02 November 2011

The official SfN neurobloggers, 2011

Colour me puzzled.

Last year, I wrote about the puzzlement about the Society for Neuroscience’s choice of official bloggers. I didn’t recognize a one.

With today’s announcement of the Neuroscience 2011 neurobloggers, I confess I am still baffled by the SfN’s social media strategy. Unlike last year, year, I do recognize one blogger, the mighty Scicurious.

I wonder if the strategy is to shine a light on new bloggers.

Looking at the Twitter accounts, Scicurious has more followers on Twitter than all other ten neurobloggers combined.
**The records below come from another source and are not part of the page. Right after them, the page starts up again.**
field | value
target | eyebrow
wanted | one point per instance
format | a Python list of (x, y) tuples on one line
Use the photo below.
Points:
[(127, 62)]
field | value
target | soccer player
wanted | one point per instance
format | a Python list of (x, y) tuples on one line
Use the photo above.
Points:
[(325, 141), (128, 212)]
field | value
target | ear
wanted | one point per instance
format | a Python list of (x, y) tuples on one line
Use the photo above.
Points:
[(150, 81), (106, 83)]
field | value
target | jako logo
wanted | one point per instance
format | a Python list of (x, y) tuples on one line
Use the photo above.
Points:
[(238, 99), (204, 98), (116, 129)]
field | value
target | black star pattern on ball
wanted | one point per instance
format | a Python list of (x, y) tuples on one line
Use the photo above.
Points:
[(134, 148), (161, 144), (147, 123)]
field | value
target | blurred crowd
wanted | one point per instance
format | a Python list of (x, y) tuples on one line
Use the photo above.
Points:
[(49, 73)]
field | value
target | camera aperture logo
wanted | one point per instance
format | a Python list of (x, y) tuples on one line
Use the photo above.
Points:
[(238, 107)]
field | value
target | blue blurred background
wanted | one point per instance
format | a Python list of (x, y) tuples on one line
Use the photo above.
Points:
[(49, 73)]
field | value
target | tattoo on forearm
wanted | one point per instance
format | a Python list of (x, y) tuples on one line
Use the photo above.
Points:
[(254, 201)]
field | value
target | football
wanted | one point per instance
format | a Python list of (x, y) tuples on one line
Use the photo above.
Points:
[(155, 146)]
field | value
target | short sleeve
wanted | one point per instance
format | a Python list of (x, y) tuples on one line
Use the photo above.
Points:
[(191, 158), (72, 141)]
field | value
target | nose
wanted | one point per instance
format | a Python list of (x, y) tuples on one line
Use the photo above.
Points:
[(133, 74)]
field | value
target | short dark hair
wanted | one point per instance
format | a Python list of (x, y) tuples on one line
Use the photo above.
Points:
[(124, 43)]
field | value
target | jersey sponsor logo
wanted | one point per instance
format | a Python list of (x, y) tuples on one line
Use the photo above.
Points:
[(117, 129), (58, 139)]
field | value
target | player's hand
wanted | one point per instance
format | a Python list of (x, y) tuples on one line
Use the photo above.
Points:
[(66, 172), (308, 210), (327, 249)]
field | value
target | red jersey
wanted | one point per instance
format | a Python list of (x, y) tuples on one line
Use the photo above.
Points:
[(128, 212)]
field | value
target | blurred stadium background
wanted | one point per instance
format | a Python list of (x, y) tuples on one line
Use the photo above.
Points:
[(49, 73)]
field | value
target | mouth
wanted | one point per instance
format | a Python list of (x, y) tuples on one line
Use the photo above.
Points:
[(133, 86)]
Most have tens of followers when I checked, a few hours after the announcement. The Twitter feed of one of the neurobloggers is currently protected, not open, which seems contrary to the spirit of covering the meeting. (Of course, the person could make their feed public when the meeting starts.)

As for the blogs themselves, one – Neuroflocks – doesn’t seem to be a blog in the traditional sense. It’s a cool-looking tweet aggregator and analysis site, but I’m not seeing any posts.

I’m most baffled that two blogs didn’t exist at all a week ago, which happened last year, too. The application to be a neuroblogger asked for samples, including previous conference coverage. I bow to the two blog authors, who I can only assume wrote great proposals for what they would do.

I’m looking forward to all the coverage of one of the world’s biggest scientific meetings, both official and unofficial! Neuroscience is so big that even 100 bloggers could not cover it all...

11 comments:

katiedid said...

I agree! I clicked through to one blog and the first post seemed to be the one celebrating being chosen as a neuroblogger. WTH?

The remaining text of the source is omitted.